Solution: |3b-3|AND |2a-b-3 |are two non-negative numbers, the sum of which is 0, and there must be:

3b-3=0...1)

2a-b-3=0...2)

b = 1 from (1) and a = 2 by (2).

Therefore, 5(2a-b)-2(6a-2b+2)+(4a-3b)=(10a-5b)-(12a-4b+4)+(4a-3b).

2a-4b-4=2×2-4×1-4=-4

Because the absolute value is greater than or equal to 0, the sum of the two absolute values is equal to 0, so 3b-3=0, b=1, 2a-b-3=0, a=2

Substitute a=2,b=1 into 5(2a-b)-2(6a-2b+2)+(4a-3b) to get -4

It should be 0, not -4, how do you calculate it, 2a-4b is 2x2-4x1, and the result is 0

Because the absolute value is not negative.

So 3b-2=0 2a-b-3=0

b=2/3 2a-2/3-3=0

a=11/6

Substitute the values of a and b into 5(2a-b)-2(6a-2b+2)+(4a-3b-1 2).

Because the absolute value is a non-negative number.

So |3b-2|=0 |2a-b-3|=0 dang|3b-2|= 0, b = two-thirds.

When|2a-b-3|=0, b = two-thirds, a = eleven sixths.

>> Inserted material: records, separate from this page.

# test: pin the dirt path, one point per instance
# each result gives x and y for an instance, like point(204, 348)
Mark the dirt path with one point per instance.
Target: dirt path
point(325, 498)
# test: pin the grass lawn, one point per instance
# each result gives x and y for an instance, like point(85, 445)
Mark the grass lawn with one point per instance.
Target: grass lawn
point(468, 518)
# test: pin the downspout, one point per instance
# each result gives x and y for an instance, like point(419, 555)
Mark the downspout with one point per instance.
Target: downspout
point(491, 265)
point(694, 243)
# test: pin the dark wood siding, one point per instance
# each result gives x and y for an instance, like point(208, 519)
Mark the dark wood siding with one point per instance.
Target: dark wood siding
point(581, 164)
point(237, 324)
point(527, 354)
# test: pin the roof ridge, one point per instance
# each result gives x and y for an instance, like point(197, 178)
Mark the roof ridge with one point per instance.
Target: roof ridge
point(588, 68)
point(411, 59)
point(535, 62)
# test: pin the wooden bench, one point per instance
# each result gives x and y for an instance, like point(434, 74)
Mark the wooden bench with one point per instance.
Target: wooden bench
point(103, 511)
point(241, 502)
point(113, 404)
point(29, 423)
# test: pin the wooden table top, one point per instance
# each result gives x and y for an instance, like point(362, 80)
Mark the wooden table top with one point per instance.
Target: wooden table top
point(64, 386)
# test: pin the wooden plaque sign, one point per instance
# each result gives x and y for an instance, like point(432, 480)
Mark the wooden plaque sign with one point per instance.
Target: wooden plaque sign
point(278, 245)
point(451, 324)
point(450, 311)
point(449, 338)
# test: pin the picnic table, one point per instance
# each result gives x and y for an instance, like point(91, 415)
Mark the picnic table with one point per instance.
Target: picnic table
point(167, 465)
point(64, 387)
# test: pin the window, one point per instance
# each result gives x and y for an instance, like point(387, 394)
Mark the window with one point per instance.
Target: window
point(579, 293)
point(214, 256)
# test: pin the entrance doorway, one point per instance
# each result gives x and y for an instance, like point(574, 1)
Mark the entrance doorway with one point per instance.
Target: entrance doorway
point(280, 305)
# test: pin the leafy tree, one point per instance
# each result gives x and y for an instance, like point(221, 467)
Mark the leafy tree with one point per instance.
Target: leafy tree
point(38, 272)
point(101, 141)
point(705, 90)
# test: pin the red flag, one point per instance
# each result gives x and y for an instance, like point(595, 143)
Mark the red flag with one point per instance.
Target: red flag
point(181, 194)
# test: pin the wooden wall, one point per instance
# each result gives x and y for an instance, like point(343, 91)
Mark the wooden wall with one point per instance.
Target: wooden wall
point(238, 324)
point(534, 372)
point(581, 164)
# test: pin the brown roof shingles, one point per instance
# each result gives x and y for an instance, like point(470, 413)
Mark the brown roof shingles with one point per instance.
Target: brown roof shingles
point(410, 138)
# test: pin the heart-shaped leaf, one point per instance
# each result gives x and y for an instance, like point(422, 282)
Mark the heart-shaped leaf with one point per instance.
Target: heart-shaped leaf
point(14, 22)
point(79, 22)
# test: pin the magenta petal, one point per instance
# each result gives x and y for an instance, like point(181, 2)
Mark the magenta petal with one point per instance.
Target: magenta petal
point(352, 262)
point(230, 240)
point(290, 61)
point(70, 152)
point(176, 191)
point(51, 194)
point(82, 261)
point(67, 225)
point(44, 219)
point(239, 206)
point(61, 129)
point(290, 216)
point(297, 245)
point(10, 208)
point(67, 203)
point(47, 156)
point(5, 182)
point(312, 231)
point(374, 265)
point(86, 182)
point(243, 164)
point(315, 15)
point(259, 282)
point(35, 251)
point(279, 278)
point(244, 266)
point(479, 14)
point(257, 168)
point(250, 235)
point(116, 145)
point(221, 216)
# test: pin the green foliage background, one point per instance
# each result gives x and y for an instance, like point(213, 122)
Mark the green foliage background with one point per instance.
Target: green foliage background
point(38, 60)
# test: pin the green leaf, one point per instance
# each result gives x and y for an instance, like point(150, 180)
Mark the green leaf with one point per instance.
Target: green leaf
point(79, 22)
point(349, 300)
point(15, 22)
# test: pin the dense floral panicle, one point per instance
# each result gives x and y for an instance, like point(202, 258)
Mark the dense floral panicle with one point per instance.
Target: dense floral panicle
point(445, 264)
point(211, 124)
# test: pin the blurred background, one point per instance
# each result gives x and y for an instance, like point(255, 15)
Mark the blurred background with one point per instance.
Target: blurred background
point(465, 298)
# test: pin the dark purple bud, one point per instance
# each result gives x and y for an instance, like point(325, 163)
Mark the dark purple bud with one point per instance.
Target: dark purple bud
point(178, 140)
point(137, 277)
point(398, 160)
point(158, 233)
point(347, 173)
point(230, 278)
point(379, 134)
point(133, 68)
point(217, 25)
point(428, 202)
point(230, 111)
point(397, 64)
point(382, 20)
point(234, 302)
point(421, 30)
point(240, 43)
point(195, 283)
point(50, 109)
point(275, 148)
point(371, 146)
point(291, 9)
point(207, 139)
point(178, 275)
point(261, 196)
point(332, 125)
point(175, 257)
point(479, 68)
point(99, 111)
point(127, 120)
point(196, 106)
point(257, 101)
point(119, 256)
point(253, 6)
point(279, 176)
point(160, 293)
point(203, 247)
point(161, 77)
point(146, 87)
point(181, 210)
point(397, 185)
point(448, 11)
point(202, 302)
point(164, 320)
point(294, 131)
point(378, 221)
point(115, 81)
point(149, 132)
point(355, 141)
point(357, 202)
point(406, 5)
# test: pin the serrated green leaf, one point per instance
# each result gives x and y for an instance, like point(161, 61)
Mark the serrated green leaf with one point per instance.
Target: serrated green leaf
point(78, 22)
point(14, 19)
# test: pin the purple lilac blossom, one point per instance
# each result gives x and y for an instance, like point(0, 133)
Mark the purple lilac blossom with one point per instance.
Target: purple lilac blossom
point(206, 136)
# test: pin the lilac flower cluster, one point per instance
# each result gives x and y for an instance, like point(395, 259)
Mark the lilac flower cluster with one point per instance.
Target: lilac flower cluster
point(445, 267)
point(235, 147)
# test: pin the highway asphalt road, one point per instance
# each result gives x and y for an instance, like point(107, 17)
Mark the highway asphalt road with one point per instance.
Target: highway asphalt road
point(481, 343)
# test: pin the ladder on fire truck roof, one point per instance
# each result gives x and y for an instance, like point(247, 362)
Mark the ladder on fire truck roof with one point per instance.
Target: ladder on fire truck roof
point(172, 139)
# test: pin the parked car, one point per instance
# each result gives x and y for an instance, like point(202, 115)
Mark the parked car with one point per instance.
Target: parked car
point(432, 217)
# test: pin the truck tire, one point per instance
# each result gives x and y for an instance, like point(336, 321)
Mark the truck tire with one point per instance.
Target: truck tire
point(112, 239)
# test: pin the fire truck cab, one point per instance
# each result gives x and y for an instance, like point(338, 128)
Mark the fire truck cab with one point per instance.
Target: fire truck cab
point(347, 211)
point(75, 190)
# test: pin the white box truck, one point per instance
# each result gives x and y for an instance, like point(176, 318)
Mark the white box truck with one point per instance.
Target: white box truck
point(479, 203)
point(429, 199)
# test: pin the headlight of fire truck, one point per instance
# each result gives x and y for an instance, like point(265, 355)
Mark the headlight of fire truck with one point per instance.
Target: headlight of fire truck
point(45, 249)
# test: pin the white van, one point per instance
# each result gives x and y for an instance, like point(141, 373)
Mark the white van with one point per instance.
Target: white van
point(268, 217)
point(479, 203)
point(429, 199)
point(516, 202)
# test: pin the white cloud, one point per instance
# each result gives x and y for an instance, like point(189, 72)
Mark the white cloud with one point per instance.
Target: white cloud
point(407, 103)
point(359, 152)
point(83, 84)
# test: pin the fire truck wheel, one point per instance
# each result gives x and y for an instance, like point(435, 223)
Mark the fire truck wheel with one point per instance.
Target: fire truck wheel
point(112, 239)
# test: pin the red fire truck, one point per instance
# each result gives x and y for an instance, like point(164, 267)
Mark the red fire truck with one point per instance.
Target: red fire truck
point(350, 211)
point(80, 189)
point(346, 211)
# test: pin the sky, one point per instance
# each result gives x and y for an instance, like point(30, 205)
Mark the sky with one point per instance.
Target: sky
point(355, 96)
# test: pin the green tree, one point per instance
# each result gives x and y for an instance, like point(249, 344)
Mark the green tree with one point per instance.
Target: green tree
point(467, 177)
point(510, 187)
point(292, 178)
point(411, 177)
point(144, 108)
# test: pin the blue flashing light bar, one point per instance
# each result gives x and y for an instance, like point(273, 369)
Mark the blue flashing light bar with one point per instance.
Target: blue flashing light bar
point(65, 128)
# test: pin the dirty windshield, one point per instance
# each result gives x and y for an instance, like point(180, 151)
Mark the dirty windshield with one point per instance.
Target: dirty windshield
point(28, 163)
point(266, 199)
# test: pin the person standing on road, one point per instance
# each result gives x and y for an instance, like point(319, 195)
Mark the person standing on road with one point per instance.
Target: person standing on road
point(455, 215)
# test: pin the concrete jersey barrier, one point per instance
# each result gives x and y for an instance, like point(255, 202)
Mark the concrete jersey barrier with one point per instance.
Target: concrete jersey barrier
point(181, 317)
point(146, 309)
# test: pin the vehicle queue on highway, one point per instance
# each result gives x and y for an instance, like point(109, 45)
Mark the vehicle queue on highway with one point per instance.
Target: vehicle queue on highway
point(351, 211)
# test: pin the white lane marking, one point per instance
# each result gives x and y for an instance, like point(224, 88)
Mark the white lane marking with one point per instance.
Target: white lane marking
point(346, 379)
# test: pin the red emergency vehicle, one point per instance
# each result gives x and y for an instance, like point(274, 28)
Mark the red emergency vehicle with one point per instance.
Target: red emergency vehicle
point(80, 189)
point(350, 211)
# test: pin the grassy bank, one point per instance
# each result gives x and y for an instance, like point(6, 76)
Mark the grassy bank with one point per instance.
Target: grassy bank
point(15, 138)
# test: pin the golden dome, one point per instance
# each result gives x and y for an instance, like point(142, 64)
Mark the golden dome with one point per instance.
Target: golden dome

After a and b are calculated, simplify the formula first, and then substitute it to calculate. (I've just learned, I don't know if it's right).

Known |3a+b+5|+|2a-2b-2|=0 because |3a+b+5|>=0,|2a-2b-2|>=0, so |3a+b+5|=0,|2a-2b-2|=0,3a+b+5=0,..1)

2a-2b-2=0,..2)

6a+2b+10+2a-2b-2=0,8a=-8,a=-1,a=-1 substituted into 2):

2(-1)-2b-2=0,b=-2;

2a²-3b=2(-1)²-3(-2)=2+6=8;

Solution: 2a+3b) -a+5b)(a-5b)+(2a-3b) 2(4a+12ab+9b)-a-25b)+4a-12ab+9b)

4a +12ab+9b -a +25b +4a -12ab+9b

7a²-43b²

4a^2-b^2+3(4a^2-4ab+b^2)+(9a^2+12ab)-2a^2+3

4a^2-b^2+12a^2-12ab+3b^2-9a^2+12ab-2a^2+3

5a^2+2b^2+3

When the absolute width of the segment is a=-1, b=1 2, the grip is bright.

Original = 5(-1) 2+2(1 2) 2+317 macro pre-2

(2a+3b)(2a-3b)+(a-3b)^2=4a²-9b²+a²-6ab+9b²..

5a²-6ab...Merge items of the same kind.

a(5a-6b) .Extract the common factor.